Launching West Coast Series
In May of 2022, during a phone chat with Oyster Art enthusiast and patron Linda in Calgary, she told me that on the shores of Vancouver Island there were fantastic Pacific oysters with shells that are quite different in appearance from our Atlantic oysters. She wondered if I might be interested in photographing some of them. When I indicated that it could be something to do in the future, she said “Leave it with me.” To my surprise she called back a few hours later and said, “It’s all arranged. Get yourself to Calgary and we will fly to the Island. My friend Laurie in Campbell River will be happy to host and chauffeur us around. It will be an adventure!” A week later, our WestJet flight was landing in Comox to begin a five-day oyster extravaganza. I returned to Prince Edward Island with a suitcase full of 25 pounds of oyster shells from 11 different locations. After exploring some of them with my macro lens, I am excited to reveal the first two pieces of Oyster Art from my new West Coast Series! My special thanks to Laurie who suggested the name for the first image.
Intrepid ~ inspiration oyster shell from Francisco Point, Quadra Island, BC
Conversation starter caption: “The allure of new horizons is embraced by those possessing an intrepid spirit.”
Behind the Lens: Oysters have an adductor muscle they flex to keep the shell closed. If the oyster senses that the environment is favourable, its adductor muscle, which is kind of like our biceps, relaxes so the shell can open. Then the oyster will start filter feeding. When an oyster is shucked to eat the meat the adductor muscle is cut in order to open the shell. There is a distinctive area or mark on the inside of the shell where the muscle was attached.
“Intrepid” was discovered when photographing that area on the inside of the oyster shell collected at Francisco Point on Quadra Island, BC.
For those interested in the details to capture this image they are as follows: The blue rectangle on the inspiration shell shows the small area I photographed at 1:1 magnification using f4, ISO 250. In order to capture all the details in this section I took 49 captures each one locating something different in focus by moving the camera .3mm (yes that’s 3 tenths of a millimetre) closer to the shell between each shot.
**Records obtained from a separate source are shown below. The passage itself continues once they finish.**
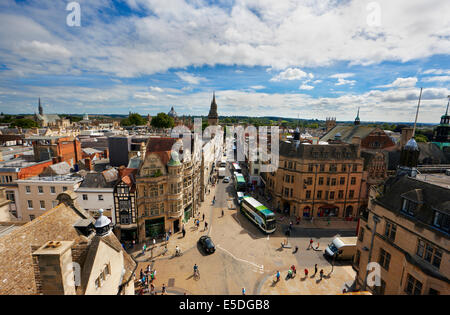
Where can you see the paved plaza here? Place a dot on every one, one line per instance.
(246, 257)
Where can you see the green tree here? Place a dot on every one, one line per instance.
(162, 120)
(134, 119)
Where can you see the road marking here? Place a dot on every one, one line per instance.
(260, 267)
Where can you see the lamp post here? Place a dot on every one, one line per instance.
(376, 220)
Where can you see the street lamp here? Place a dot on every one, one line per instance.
(376, 220)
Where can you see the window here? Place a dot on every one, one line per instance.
(413, 286)
(361, 235)
(357, 259)
(429, 253)
(409, 207)
(384, 259)
(390, 231)
(432, 291)
(441, 221)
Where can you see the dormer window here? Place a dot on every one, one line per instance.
(441, 221)
(409, 207)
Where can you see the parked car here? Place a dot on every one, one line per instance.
(207, 244)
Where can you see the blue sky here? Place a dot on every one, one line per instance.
(289, 58)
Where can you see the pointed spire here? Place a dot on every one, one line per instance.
(446, 112)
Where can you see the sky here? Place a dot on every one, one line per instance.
(310, 59)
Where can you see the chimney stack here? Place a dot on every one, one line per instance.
(406, 136)
(56, 268)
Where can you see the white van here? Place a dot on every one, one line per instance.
(344, 246)
(240, 195)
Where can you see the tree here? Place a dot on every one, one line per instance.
(134, 119)
(162, 121)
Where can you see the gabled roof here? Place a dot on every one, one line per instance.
(348, 132)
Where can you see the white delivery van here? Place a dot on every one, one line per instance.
(240, 195)
(222, 171)
(345, 247)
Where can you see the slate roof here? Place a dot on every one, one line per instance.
(348, 132)
(324, 152)
(430, 197)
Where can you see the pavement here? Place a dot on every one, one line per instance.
(245, 257)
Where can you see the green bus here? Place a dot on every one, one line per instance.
(259, 214)
(239, 182)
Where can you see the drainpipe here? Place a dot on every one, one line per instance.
(376, 220)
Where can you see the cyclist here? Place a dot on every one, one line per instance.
(195, 269)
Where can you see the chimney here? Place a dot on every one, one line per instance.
(56, 268)
(406, 136)
(87, 163)
(357, 141)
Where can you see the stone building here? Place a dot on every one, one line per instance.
(406, 231)
(317, 180)
(213, 117)
(168, 188)
(64, 252)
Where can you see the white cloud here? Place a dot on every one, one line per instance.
(156, 89)
(292, 74)
(190, 78)
(401, 83)
(445, 78)
(306, 87)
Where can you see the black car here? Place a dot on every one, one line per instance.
(207, 244)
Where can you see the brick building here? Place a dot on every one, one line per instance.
(410, 238)
(317, 180)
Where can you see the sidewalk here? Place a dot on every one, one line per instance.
(188, 242)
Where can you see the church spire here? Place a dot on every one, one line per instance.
(357, 120)
(41, 110)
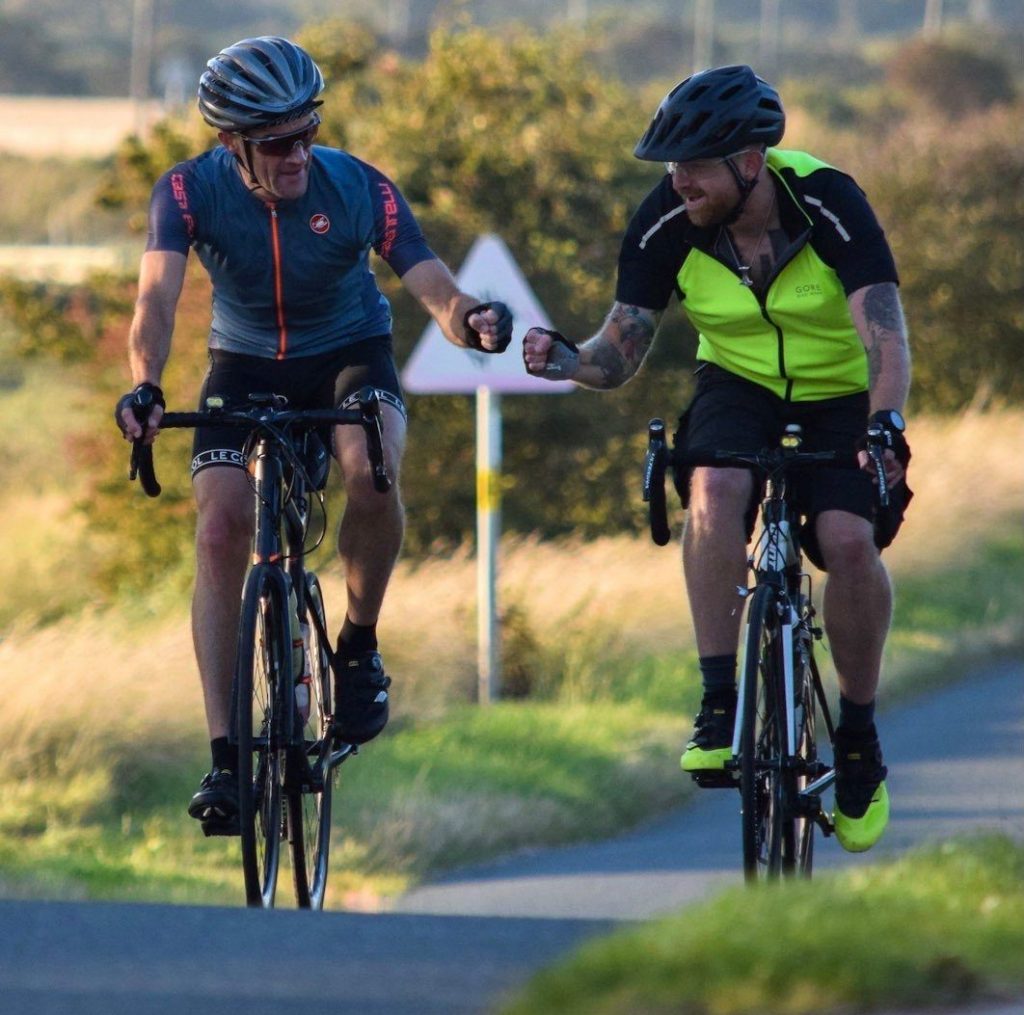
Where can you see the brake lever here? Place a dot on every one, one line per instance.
(876, 445)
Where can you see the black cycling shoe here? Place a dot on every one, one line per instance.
(861, 811)
(216, 803)
(711, 746)
(360, 699)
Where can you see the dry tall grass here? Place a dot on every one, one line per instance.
(103, 680)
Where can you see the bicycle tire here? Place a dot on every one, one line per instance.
(309, 807)
(263, 666)
(762, 741)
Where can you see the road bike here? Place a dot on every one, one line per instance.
(282, 691)
(781, 704)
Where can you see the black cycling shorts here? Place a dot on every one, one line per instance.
(326, 381)
(729, 413)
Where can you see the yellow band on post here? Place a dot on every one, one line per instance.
(488, 491)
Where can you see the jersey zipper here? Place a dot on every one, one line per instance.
(279, 296)
(791, 252)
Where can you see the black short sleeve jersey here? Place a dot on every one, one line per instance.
(824, 208)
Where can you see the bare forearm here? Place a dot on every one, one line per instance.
(879, 318)
(150, 341)
(616, 351)
(433, 285)
(161, 277)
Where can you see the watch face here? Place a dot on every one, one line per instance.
(890, 419)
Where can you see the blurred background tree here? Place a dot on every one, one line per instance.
(529, 135)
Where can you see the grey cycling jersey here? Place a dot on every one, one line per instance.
(290, 279)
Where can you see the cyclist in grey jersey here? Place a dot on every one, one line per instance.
(285, 229)
(290, 278)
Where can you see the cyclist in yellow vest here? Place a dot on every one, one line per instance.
(782, 268)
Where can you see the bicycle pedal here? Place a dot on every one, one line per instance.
(714, 779)
(221, 827)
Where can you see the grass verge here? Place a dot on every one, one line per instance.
(101, 729)
(936, 927)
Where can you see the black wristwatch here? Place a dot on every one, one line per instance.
(890, 419)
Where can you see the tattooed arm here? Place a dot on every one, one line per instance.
(879, 319)
(611, 356)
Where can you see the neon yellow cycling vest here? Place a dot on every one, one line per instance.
(798, 338)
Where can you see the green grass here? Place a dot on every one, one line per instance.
(600, 754)
(414, 803)
(939, 926)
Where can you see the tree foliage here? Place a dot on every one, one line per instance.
(952, 78)
(521, 135)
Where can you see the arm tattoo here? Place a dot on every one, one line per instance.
(884, 319)
(621, 346)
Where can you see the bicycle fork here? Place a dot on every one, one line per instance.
(807, 802)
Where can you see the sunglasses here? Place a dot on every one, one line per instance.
(280, 144)
(702, 167)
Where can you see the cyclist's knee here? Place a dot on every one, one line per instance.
(847, 544)
(361, 496)
(222, 535)
(719, 495)
(224, 514)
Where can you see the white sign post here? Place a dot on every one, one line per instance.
(437, 367)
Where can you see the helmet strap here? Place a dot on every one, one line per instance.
(248, 167)
(745, 187)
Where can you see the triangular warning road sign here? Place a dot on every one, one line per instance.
(437, 367)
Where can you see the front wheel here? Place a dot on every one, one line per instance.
(762, 741)
(310, 789)
(263, 667)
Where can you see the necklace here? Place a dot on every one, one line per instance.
(744, 269)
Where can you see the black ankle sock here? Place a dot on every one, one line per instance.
(856, 720)
(354, 639)
(224, 755)
(718, 674)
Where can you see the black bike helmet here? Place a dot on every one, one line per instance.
(258, 83)
(714, 114)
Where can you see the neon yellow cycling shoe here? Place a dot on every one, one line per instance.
(711, 746)
(861, 811)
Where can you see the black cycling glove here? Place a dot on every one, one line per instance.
(503, 326)
(140, 400)
(893, 436)
(889, 518)
(563, 356)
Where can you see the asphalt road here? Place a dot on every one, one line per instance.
(955, 764)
Anticipation ~ inspiration oyster shell from Francisco Point, Quadra Island, BC
Conversation starter caption: “A glimpse of the undulating path ahead was met with eager anticipation.”
Behind the Lens: “Anticipation” was created by photographing the outside of the Pacific Oyster’s shell. Unlike the Eastern Oyster the shell is very rippled or undulated. This makes for quite a macro photo challenge to capture all the details in the peaks and valleys of the shell’s topography.
For those of you interested in the details to capture this image here they are:
The blue rectangle on the inspiration shell shows the small area I photographed at 2:1 magnification using f4, ISO 200. In order to capture all the details in this section I took 59 captures each one locating something different in focus by moving the camera .2mm (yes that’s 2 tenths of a millimetre) closer to the shell between each shot.
Location, location, location!
Campbell River on Vancouver Island was my base camp while on Vancouver Island. It is the closest large community to Quadra Island, and the port of departure for the scenic 10-minute ferry ride to Quadra, the destination for my first day-trip adventure.
As you can see I needed two walking sticks to keep myself from stumbling over the rocks collecting oyster shells at Francisco Point located on the south end of Quadra. Having discovered “Intrepid” and “Anticipation” hiding in two of them made it all worthwhile.
Pacific Oysters 101
Several times the size of the eastern oyster, the Pacific Oyster is the giant of Northwest shellfish beds. It is also one of the fastest-growing species, reaching sexual maturity in a year—a third of the time it takes for an Olympic oyster to achieve this feat. In addition, it is better suited than either of its distant relatives to endure coastal weather. For all these reasons, the Pacific Oyster is one of the most intensively cultivated species in the world. It is harvested from Southeast Alaska to northern Baja California, with the most intense harvest activity in Washington and British Columbia.